Cały proces inkubacji Funduszu przeszedł bezproblemowo dzięki elastyczności wszystkich stron. Paradoksalnie zaistniała sytuacja przyniosła także kilka plusów. Członkowie naszego zespołu, którzy pierwotnie nie mogliby brać udziału w projekcie ponieważ mieszkają daleko od Warszawy, dołączyli do zespołu w formule zdalnej, jak każdy.

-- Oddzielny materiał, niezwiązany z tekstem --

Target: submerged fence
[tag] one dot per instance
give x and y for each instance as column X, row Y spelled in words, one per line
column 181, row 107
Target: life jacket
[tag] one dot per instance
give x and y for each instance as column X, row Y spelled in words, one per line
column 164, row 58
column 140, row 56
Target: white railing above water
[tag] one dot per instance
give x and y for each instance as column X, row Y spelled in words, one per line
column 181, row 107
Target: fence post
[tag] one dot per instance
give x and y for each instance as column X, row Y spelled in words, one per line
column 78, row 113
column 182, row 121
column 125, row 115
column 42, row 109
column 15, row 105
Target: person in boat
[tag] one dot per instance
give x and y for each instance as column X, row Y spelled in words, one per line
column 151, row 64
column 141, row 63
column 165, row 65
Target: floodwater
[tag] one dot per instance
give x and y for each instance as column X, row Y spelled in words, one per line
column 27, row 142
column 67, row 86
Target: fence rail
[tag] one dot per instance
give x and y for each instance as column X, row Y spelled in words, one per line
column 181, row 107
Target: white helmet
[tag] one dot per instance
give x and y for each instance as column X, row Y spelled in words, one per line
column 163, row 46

Przejście na pracę zdalną w Netguru w czasie epidemii było bezproblemowe. Zmiana trybu zajęła nam zaledwie 24 godziny, ponieważ tryb remote mamy w swoim DNA – nie wymagamy od członków zespołu obecności w biurze. Oczywiście początkowo mieliśmy pewne wyzwania jak dostępność sprzętu, ale stosunkowo szybko rozwiązaliśmy podstawowe problemy operacyjne i mogliśmy wrócić do normalnej pracy. Oferujemy także pomoc firmom, naszym partnerom i znajomym, którzy potrzebują wsparcia w organizacji pracy zdalnej. Ja sam otworzyłem swój kalendarz. Pracuję zdalnie od ponad roku, mam małe dziecko i myślę, że mogę pomóc rodzicom, którzy znaleźli się w podobnej sytuacji. Dziś musimy się wzajemnie wspierać i być solidarni. Świetnie byłoby spotkać się w ramach inkubacji Funduszu na żywo, ale wierzę, że będzie jeszcze na to okazja.
Konrad Jarociński – R&D Practice Lead
W Netguru Konrad odpowiada za dział R&D z misją budowania innowacyjnych inicjatyw zarówno wewnętrznie jak i pośród klientów. Przed dołączeniem do Netguru pomagał firmom na czterech kontynentach w ich cyfrowej transformacji w zakresie uczenia maszynowego, doradztwa strategicznego oraz zarządzania danymi. Prywatnie fan stosowania najnowszych technologii do rozwiązywania problemów społecznych.